In this video, I break down why Ukraine urgently needs the MBDA Meteor; Europe’s most advanced beyond-visual-range missile, and why it doesn’t have it yet. President Zelenskyy recently admitted Ukraine still lacks a true long-range air-to-air missile, and everyone in the defense world knows exactly what he meant: the Meteor or the AIM-120D.
I’ll explain why these missiles are so game-changing, how the Meteor’s ramjet gives it a massive No-Escape Zone, and why you can’t just bolt one onto a donated F-16 and call it a day. Integration takes years, and Ukraine’s current aircraft like F-16s and Mirages don’t yet have the right software or radar systems to fully use them.
The good news? The Swedish Gripen C/D can already fire the Meteor, and those jets are presumably on the way. Once Ukraine fields them alongside its Saab 340 AEW radar aircraft, we’ll finally see the kind of long-range, networked air combat that can flip the airpower equation.
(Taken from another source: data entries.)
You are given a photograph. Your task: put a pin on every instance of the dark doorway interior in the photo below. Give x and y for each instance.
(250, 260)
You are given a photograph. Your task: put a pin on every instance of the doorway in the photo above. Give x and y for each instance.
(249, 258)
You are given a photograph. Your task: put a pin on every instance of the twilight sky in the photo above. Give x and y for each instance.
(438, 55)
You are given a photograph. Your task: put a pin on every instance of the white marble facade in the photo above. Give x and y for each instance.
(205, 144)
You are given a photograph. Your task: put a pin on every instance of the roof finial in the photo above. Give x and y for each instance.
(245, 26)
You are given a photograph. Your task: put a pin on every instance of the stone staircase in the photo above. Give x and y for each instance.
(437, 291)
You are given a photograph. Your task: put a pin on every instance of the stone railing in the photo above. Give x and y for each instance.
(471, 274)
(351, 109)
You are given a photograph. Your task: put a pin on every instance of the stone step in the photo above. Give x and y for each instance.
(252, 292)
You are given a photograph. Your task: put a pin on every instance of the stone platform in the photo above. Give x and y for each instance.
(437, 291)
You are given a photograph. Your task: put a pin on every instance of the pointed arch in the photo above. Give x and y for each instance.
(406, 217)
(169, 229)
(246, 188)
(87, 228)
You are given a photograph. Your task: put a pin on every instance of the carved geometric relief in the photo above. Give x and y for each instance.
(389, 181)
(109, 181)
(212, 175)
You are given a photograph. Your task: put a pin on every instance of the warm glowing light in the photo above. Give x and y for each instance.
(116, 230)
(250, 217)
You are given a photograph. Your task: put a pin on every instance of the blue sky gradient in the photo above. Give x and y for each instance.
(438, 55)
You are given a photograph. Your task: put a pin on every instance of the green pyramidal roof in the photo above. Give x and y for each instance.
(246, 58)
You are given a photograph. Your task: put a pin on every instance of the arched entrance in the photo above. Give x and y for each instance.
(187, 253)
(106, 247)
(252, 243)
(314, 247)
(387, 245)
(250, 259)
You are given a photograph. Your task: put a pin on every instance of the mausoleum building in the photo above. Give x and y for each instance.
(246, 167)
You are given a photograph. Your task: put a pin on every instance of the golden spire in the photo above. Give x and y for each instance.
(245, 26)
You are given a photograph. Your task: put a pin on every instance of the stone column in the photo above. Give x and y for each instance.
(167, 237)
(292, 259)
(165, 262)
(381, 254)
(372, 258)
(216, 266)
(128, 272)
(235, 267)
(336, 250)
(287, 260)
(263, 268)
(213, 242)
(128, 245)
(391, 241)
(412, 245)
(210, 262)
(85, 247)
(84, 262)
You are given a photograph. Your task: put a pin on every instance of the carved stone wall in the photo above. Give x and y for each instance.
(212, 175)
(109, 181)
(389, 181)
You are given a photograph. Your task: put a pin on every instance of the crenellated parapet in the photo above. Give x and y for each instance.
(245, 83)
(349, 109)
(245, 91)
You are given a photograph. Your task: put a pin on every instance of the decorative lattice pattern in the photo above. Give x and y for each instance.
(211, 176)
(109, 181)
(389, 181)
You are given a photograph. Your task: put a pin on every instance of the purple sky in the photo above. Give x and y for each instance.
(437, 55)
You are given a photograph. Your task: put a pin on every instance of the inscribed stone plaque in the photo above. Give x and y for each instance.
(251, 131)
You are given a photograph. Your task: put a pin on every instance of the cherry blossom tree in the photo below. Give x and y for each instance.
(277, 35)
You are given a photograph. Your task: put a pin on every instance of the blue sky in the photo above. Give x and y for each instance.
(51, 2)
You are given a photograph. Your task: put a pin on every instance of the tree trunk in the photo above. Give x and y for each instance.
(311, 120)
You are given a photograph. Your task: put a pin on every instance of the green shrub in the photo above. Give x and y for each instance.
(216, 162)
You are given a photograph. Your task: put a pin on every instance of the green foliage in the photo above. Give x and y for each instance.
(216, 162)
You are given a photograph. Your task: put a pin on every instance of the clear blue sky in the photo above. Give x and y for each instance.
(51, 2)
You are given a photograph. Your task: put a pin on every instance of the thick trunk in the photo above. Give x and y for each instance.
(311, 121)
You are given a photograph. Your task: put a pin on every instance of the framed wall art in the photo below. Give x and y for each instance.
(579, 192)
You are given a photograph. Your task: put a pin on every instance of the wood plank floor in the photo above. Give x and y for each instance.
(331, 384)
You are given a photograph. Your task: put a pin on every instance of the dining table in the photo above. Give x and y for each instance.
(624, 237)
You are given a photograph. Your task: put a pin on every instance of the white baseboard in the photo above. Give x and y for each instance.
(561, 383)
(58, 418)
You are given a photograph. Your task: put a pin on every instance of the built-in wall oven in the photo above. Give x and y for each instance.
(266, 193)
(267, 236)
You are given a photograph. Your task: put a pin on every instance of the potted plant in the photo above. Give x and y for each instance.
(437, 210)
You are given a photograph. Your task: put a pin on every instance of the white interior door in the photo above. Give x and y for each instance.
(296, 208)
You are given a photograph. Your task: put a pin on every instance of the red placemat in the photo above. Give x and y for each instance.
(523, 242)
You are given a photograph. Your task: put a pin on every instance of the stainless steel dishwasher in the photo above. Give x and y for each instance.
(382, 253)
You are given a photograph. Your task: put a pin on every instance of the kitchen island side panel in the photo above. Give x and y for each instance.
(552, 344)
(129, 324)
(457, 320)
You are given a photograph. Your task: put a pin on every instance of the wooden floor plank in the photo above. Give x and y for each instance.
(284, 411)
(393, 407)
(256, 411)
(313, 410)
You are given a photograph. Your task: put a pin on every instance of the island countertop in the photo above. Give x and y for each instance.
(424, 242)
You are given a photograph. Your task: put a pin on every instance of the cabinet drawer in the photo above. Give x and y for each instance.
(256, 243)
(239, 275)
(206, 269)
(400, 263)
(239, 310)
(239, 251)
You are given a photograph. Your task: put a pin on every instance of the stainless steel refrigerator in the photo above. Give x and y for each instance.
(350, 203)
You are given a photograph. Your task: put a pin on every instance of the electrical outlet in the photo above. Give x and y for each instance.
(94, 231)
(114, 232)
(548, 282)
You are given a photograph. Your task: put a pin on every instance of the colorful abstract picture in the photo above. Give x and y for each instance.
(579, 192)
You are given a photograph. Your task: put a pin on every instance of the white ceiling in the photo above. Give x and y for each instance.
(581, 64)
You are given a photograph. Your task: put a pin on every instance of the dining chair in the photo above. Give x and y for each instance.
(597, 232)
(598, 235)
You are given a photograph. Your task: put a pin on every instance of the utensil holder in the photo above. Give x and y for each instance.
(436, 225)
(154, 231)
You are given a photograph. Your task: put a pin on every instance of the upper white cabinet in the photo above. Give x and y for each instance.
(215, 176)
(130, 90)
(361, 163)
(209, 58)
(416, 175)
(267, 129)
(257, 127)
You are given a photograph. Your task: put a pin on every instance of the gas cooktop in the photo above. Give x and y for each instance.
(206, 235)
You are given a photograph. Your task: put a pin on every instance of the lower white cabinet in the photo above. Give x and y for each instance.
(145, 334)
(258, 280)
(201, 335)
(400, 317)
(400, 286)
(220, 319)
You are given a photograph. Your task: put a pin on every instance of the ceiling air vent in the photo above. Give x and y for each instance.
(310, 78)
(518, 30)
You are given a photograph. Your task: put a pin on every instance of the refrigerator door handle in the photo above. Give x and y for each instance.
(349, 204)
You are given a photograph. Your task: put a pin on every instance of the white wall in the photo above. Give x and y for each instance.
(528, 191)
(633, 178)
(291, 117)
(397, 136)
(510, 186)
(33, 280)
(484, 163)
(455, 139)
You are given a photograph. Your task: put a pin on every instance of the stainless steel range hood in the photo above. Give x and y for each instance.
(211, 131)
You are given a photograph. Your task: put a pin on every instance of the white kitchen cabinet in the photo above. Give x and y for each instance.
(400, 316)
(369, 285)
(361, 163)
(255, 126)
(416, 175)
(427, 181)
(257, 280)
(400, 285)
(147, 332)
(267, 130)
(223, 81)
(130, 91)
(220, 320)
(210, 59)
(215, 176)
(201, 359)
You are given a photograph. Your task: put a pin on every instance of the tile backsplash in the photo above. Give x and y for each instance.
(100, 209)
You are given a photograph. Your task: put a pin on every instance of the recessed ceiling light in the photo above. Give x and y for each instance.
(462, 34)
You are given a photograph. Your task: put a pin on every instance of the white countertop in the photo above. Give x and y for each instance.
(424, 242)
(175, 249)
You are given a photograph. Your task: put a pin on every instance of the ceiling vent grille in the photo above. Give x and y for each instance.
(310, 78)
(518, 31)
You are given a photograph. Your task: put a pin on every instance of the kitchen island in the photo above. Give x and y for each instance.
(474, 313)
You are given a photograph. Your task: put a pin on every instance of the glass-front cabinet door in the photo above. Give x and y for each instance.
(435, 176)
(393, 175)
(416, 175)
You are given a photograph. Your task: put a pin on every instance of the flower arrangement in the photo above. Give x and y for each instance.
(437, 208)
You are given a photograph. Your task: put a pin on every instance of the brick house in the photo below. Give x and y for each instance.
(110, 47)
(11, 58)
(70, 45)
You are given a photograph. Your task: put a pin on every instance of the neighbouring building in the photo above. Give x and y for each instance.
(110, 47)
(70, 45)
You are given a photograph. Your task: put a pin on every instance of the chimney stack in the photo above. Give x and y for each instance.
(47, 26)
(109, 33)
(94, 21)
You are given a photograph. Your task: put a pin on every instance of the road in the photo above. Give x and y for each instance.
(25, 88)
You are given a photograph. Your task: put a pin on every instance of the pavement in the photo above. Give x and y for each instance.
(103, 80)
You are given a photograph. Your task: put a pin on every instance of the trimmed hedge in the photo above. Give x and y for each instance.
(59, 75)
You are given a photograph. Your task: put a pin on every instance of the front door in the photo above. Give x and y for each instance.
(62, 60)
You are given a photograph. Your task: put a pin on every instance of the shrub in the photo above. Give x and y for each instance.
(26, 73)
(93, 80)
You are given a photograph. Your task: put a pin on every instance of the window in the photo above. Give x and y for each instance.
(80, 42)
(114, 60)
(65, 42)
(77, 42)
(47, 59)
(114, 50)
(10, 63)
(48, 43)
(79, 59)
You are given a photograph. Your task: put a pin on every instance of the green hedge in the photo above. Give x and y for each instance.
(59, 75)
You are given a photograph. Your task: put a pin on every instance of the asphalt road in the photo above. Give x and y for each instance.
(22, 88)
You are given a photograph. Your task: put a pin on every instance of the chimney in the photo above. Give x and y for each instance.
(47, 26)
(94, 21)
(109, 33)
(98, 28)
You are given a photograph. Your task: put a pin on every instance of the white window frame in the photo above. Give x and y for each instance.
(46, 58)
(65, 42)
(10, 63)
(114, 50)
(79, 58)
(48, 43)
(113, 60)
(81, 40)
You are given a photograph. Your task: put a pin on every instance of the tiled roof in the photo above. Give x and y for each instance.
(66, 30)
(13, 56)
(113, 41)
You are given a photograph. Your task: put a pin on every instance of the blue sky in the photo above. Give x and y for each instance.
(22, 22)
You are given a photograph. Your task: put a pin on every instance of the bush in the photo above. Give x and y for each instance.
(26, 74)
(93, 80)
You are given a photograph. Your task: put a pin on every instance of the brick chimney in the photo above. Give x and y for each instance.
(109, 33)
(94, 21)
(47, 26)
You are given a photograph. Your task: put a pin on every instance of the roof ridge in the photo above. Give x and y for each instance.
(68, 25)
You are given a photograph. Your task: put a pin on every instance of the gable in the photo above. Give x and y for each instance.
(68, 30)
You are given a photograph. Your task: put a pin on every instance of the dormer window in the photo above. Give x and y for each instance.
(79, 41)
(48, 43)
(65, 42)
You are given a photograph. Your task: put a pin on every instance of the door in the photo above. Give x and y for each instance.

I’ll also cover the political side, the export restrictions, the integration bottlenecks, and the cautious European governments trying to prevent their best tech from being reverse-engineered. Spoiler: Ukraine’s not waiting around. It’s already building the kill chain piece by piece: radars, AEW aircraft, data links, and modern fighters. All leading to that day when Ukrainian Meteors fly east.
When that happens, Russian pilots will finally know what it feels like to be hunted from 200 kilometers away.